Design Article
Green Revolution: RFID and the Rise of Convenient Sustainability
Mickey Brazeal
9/29/2008 7:05 PM EDT
Whatever the reason, a lot of python owners seem to lose interest after a few years, and let their pythons go. Burmese pythons are very much at home in the swamps of Florida. They mate in the spring and lay a hundred eggs at a time. They eat rats and mice and squirrels and birds and bobcats and Everglades deer. They eat the endangered wood stork, which may become extinct in a swamp full of pythons. They eat the endangered mangrove fox squirrel, which may become extinct in a swamp full of pythons. They compete for habitat with the endangered eastern indigo snake, and may soon stamp it out.
They seem to prosper outside the swamp as well. Farmers near the Everglades kill dozens of them in spring plowing. People in the suburbs of Miami are losing cats.
Also, they eat people. A three-year-old python can kill a child. A twenty-footer can take down an adult male.
It's a problem that makes anyone concerned about the environment gnash their teeth. An illegally-imported exotic is extinguishing endangered native species and may decide to eat the occasional human. Something should be done about that. But you can't just go into the Everglades and yank them back out. It's not convenient.
Now, there is a proposal to inject imported pythons with RFID tags: $7 dollars for the tag, $40 for the veterinarian. That's not cost-prohibitive, by the way"what people will spend on pets is amazing.
The tags would identify the owner, which might discourage people from turning loose their python in suburban Miami, at least. Females could be tagged and released as a way of leading wildlife managers to the males, so that both can be culled, and the population reduced. Doesn't sound like a definitive solution, but it is a convenient solution. If the Burmese python can be restricted to its current geography, its power to wipe out other species thwarted, its numbers reduced, and that might be the best we can hope for. Or it might buy time until someone has a better idea.
And that, in a way, is the theme of this discussion. All over the world man is faced with urgent sustainability crises that no one seems to have the will or the technology to solve. In some of these situations, there may be a way to use RFID to begin the battle, or buy some time for technical solutions to be found, or help people to get used to the idea that this problem must be solved.

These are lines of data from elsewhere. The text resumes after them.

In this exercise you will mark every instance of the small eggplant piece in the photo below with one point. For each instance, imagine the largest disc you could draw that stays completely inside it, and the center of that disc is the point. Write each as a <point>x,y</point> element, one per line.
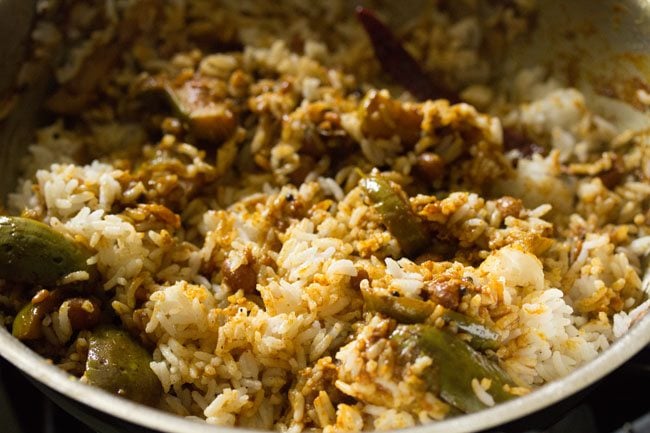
<point>400,308</point>
<point>397,62</point>
<point>34,253</point>
<point>455,366</point>
<point>207,119</point>
<point>28,321</point>
<point>118,364</point>
<point>482,336</point>
<point>396,214</point>
<point>458,364</point>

A study of environmental attitudes in the U.S. conducted last year outlines some basic beliefs. Everyone feels environmental issues are very important. Conservation of resources is important and necessary. Recycling is important and necessary. Lifestyle changes will have to come"eventually. But people say, big personal sacrifices to meet sustainability goals are not appropriate.
Government policies that raise my utility bill are not appropriate (people say). Government policies that diminish my standard of living are not appropriate (people say). Another study in August 2008 suggests that these attitudes have not been tipped by the appearance of $4-a-gallon gasoline.
A worldwide discussion of urgent sustainability problems, pervasive in the media and effectively dramatized in books and movies, has not yet produced much interest in behavior change. But marketers all know the truism that convenience can create behavior change in all kinds of contexts. If you can make a desired behavior convenient, you have a much better chance of making it happen. People in the U.S. don't eat that blue-box Kraft macaroni and cheese because they think it's better than what your mother makes, though they eat millions of cases nonetheless.
In the area of global warming, dire threats have not produced too much behavior change. Convenience may work better than threats.
Eloquent invitations to make personal sacrifices for the good of the planet and of mankind have not produced too much behavior change. Convenience may work better than invitations to sacrifice.
All kinds of draconian regulations have been proposed. Few have been enacted. Convenience may work better than such sanctions.
Economic incentives generally produce some kind of response. A 1% increase in the price of gasoline produces (or used to produce) a ¼% reduction in consumption. That's not much help. But people will spend more for a product or service if it is convenient. That blue-box macaroni-and-cheese is losing sales to microwaveable macaroni-and-cheese, which is yet more convenient, but way more expensive. Consider the possibility that convenience is, for the time being, more powerful than the available economic incentives.
And, as readers of rfid-world.com know, RFID empowers convenience. Many things that involve data collection, or sensing and collection, can be made instant, automatic and inexpensive with RFID.


elucches
10/1/2008 7:27 PM EDT
I suppose that what the author says is true even when taking into account the fossil fuel consumed by the semiconductor industry; anyway, I would like to know how much that is.